KGKL-FM
- San Angelo, Texas; United States;
- Broadcast area: San Angelo, Texas
- Frequency: 97.5 MHz
- Branding: 97.5 KGKL

Programming
- Format: Country
- Affiliations: Compass Media Networks Premiere Networks

Ownership
- Owner: Townsquare Media; (Townsquare License, LLC);
- Sister stations: KELI, KGKL, KKCN, KNRX

Technical information
- Licensing authority: FCC
- Facility ID: 34465
- Class: C1
- ERP: 100,000 watts
- HAAT: 125 meters (410 ft)
- Transmitter coordinates: 31°29′46″N 100°24′50″W﻿ / ﻿31.49611°N 100.41389°W

Links
- Public license information: Public file; LMS;
- Webcast: Listen Live
- Website: 975kgkl.com

= KGKL-FM =

KGKL-FM (97.5 MHz, "97.5 KGKL") is a radio station broadcasting a country music format. Licensed to San Angelo, Texas, United States, the station serves the San Angelo area.
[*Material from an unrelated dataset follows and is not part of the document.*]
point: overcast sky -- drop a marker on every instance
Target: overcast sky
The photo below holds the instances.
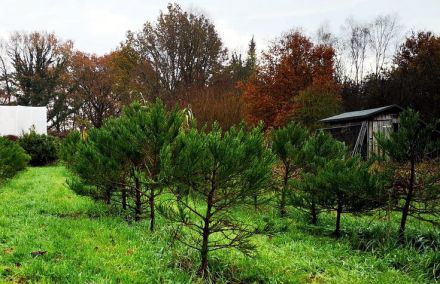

The station is currently owned by Townsquare Media.

==History==
The station changed its call sign from KSJT to KGKL-FM on February 28, 1983. On October 7, 2003, then-owner KGKL, Inc. assigned the station's license to KGKL Partners, LLP, along with the licenses for KELI and KGKL. The licenses for the three stations were assigned again on January 26, 2004, to Encore Broadcasting LLC, and again on February 13, 2004, to Encore Broadcasting of San Angelo, LLC. On November 17, 2005, the three licenses, along with those for KKCN, KKCN-FM1, KNRX, and KNRX-FM1, were assigned to Encore Broadcasting of San Angelo Limited Partnership 1. All seven licenses were assigned to Double O Texas Corporation on January 19, 2006. In August of 2012, the cluster was sold to Townsquare Media Sangelo License LLC.

The station's current air personalities consist of Bobby Bones, Jess On The Job, Taste of Country Nights and is the Dallas Cowboys Affiliate for San Angelo.